Y arriba…, ¡en ese dormitorio, que será mi dormitorio…, está mi cama! (Él la mira a los ojos, espantosamente turbado y atormentado. Abbie agrega, con suavidad.) Yo no soy mala ni mezquina…, salvo con un enemigo…, pero tengo que luchar por lo que me debe la vida si quiero conseguirlo. (Poniendo la mano sobre su brazo, con aire seductor.) Seamos amigos, Eben.

EBEN (estúpidamente, como hipnotizado):

Sí… (Con acento colérico, desembarazándose violentamente del brazo de Abbie.) ¡No, maldita bruja! ¡La odio! (Se precipita afuera.)

ABBIE (le sigue con la mirada, sonriendo satisfecha, y luego dice, como para sí, articulando nítidamente la palabra):

Eben me resulta simpático. (Mira con orgullo la mesa.) Ahora, lavaré mis platos.

(Eben aparece fuera, cerrando en pos de sí con un portazo.
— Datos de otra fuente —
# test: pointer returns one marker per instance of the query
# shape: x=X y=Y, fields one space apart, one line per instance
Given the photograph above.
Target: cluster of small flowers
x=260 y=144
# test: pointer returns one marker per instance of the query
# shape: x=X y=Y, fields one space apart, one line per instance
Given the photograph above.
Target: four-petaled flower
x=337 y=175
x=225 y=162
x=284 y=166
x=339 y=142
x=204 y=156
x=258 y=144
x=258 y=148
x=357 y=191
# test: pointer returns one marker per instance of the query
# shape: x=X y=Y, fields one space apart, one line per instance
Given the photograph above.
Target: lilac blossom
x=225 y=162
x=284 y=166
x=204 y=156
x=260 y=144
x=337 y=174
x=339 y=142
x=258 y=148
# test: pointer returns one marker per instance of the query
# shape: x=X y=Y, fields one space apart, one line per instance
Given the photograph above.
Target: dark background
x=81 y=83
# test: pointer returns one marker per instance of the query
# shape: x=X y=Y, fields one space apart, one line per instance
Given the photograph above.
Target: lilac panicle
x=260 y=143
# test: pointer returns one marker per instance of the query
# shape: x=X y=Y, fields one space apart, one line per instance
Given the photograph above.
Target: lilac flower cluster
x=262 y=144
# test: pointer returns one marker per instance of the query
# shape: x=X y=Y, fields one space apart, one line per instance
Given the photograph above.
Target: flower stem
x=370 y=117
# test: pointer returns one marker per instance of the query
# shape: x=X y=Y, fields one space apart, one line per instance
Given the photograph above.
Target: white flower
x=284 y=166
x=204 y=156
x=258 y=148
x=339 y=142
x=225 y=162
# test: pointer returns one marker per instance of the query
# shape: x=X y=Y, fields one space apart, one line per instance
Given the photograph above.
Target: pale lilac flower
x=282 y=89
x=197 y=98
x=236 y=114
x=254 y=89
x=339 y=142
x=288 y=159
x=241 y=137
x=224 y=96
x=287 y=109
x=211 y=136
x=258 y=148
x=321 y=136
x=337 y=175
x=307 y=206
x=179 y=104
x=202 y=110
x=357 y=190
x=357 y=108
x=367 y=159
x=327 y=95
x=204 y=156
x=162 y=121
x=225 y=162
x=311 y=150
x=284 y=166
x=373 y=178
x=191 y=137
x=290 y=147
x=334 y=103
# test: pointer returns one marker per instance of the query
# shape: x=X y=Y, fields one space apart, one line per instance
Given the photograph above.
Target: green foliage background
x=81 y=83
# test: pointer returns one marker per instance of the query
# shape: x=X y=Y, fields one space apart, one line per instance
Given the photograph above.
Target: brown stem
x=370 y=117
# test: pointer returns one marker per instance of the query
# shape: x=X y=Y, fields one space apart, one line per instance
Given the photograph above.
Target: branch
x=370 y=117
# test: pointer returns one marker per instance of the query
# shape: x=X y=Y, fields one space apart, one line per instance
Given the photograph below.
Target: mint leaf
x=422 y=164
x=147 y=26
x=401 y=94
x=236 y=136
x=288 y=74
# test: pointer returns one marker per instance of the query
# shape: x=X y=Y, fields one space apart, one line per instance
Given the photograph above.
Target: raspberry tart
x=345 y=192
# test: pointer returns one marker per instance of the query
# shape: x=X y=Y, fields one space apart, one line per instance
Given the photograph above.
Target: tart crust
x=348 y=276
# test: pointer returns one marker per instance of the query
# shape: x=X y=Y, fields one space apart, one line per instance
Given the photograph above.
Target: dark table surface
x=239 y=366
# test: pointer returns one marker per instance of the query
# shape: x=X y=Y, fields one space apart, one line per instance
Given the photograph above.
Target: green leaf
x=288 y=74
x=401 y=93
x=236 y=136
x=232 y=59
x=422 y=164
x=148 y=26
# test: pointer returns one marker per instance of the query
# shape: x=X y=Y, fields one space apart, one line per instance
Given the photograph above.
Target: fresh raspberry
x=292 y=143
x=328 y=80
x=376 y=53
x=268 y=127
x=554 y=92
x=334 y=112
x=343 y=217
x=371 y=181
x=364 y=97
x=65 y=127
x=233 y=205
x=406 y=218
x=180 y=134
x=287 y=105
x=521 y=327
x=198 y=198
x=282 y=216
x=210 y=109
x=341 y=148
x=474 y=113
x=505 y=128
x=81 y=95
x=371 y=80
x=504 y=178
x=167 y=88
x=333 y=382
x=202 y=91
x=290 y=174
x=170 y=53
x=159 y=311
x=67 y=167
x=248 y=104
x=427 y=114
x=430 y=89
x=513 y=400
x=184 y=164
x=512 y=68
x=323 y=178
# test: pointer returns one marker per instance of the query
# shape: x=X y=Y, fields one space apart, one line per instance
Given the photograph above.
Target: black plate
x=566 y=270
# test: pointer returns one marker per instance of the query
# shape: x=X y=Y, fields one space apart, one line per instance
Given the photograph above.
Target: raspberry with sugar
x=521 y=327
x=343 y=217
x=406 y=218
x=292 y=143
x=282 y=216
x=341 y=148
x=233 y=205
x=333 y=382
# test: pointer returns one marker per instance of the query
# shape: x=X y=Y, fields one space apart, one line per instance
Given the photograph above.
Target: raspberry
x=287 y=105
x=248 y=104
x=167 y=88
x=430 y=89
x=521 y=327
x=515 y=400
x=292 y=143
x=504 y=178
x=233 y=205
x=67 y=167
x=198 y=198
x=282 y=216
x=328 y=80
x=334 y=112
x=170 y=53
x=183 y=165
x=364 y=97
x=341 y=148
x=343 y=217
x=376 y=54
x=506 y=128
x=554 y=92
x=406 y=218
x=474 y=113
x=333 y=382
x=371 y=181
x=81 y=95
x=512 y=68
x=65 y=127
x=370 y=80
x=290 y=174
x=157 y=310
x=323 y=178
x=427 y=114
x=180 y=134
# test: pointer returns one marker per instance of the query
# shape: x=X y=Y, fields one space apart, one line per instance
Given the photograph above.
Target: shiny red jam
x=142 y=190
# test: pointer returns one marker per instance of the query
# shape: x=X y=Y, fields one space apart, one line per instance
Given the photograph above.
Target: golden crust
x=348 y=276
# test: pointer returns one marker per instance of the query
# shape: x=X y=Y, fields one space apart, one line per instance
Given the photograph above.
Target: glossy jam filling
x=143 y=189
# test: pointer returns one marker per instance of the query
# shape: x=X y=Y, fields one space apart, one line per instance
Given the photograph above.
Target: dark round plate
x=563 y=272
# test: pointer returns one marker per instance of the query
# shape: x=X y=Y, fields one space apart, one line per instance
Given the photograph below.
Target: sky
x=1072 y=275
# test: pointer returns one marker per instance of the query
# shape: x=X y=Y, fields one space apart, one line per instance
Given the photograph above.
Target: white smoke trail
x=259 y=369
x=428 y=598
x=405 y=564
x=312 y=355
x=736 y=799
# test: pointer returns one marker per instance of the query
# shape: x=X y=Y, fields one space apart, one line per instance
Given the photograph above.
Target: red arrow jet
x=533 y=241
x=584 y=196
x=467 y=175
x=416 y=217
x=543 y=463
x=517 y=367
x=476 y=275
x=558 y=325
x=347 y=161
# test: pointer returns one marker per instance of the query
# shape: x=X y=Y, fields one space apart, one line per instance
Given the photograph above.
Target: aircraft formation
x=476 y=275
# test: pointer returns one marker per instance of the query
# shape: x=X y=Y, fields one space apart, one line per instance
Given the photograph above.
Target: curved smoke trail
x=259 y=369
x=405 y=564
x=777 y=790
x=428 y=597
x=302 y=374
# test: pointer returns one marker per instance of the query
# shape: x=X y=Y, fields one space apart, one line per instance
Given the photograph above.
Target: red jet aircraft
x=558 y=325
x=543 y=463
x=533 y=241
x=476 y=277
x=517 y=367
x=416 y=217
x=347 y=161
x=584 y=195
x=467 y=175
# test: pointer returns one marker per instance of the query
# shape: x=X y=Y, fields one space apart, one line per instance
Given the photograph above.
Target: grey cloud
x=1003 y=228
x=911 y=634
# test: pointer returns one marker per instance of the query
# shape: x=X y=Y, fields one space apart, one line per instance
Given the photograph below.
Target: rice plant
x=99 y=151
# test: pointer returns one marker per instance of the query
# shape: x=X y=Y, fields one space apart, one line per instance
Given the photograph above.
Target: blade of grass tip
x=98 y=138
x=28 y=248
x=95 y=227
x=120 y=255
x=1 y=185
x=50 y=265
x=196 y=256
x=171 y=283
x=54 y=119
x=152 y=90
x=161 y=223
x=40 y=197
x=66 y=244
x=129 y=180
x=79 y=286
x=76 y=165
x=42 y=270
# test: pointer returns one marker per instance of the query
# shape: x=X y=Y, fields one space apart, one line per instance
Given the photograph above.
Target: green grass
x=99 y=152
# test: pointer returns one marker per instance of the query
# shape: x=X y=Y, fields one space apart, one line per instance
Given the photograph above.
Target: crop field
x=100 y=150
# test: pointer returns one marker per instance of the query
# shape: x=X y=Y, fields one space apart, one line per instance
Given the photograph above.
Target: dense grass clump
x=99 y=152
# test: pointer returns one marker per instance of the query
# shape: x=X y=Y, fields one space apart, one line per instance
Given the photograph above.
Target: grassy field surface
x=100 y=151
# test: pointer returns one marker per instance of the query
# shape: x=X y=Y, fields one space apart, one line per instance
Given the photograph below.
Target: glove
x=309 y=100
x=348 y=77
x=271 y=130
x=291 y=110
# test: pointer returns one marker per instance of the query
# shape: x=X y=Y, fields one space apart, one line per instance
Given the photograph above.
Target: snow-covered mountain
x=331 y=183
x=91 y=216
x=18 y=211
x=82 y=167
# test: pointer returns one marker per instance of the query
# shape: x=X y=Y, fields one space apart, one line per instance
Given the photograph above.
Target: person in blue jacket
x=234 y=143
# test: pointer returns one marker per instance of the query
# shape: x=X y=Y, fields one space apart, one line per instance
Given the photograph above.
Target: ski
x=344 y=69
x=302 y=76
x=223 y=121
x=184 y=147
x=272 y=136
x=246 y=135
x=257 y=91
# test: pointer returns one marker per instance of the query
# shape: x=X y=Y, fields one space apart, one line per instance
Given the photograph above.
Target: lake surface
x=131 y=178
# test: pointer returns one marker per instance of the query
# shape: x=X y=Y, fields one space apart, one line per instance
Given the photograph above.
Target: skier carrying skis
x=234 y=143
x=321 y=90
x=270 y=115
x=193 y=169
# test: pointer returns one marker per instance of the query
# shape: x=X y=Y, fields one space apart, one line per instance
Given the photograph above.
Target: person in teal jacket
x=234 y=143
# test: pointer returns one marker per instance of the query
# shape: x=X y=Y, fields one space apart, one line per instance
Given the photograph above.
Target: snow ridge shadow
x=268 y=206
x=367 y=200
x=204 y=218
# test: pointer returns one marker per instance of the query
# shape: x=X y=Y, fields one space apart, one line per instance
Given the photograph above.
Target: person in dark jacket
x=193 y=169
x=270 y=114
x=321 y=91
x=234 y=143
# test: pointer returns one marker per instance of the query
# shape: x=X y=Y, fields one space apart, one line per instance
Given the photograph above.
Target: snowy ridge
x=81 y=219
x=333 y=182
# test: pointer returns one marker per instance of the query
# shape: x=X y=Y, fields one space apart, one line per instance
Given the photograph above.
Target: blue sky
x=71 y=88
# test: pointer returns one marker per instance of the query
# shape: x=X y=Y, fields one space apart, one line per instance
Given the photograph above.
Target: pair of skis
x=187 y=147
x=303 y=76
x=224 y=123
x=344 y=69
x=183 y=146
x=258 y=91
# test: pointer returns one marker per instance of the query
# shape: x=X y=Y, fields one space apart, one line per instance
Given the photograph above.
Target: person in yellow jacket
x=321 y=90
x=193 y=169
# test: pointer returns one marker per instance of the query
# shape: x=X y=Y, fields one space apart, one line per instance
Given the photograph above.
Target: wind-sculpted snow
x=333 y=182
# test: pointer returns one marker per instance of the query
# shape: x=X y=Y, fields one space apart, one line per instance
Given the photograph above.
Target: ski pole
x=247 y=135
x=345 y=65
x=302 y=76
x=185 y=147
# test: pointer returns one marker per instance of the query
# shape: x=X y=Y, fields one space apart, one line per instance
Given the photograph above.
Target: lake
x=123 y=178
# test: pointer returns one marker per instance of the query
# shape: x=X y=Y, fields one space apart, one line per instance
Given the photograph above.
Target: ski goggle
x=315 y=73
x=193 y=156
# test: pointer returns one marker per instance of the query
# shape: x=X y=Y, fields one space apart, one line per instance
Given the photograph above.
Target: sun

Dobla la esquina de la casa, se detiene al ver a su padre y permanece inmóvil, contemplándole con odio.)

CABOT (alzando sus brazos al cielo, con una furia que ya no puede dominar):

¡Señor, Señor de los Ejércitos, hiere a los hijos irrespetuosos con Tu peor maldición!

EBEN (estallando con violencia):

¡Tú y tu Dios! Siempre maldiciendo a la gente…, ¡siempre regañándola!

CABOT (sin advertir su presencia, impetrando):

¡Dios de los viejos! ¡Dios de los solitarios!

EBEN (burlón):

¡Que empuja a sus ovejas al pecado! ¡Al diablo con tu Dios!

(Cabot se vuelve. Ambos se miran furiosamente.)

CABOT (con aspereza):

De modo que eras tú. Debí imaginármelo. (Alzando el dedo con aire amenazante en dirección a Eben.) ¡Estúpido blasfemo! (Rápidamente.) ¿Por qué no estás trabajando?

EBEN:

¿Por qué no trabajas tú? Ellos se han ido. Yo no puedo hacerlo todo solo.

CABOT (desdeñosamente):

¡No, por cierto! ¡Todavía valgo por diez como tú, viejo y todo! ¡Tú nunca serás más que medio hombre! (Con tono práctico.) Bueno… Vamos al establo.

(Salen. A lo lejos se oye una última y tenue nota de la canción «California». Abbie lava sus platos.)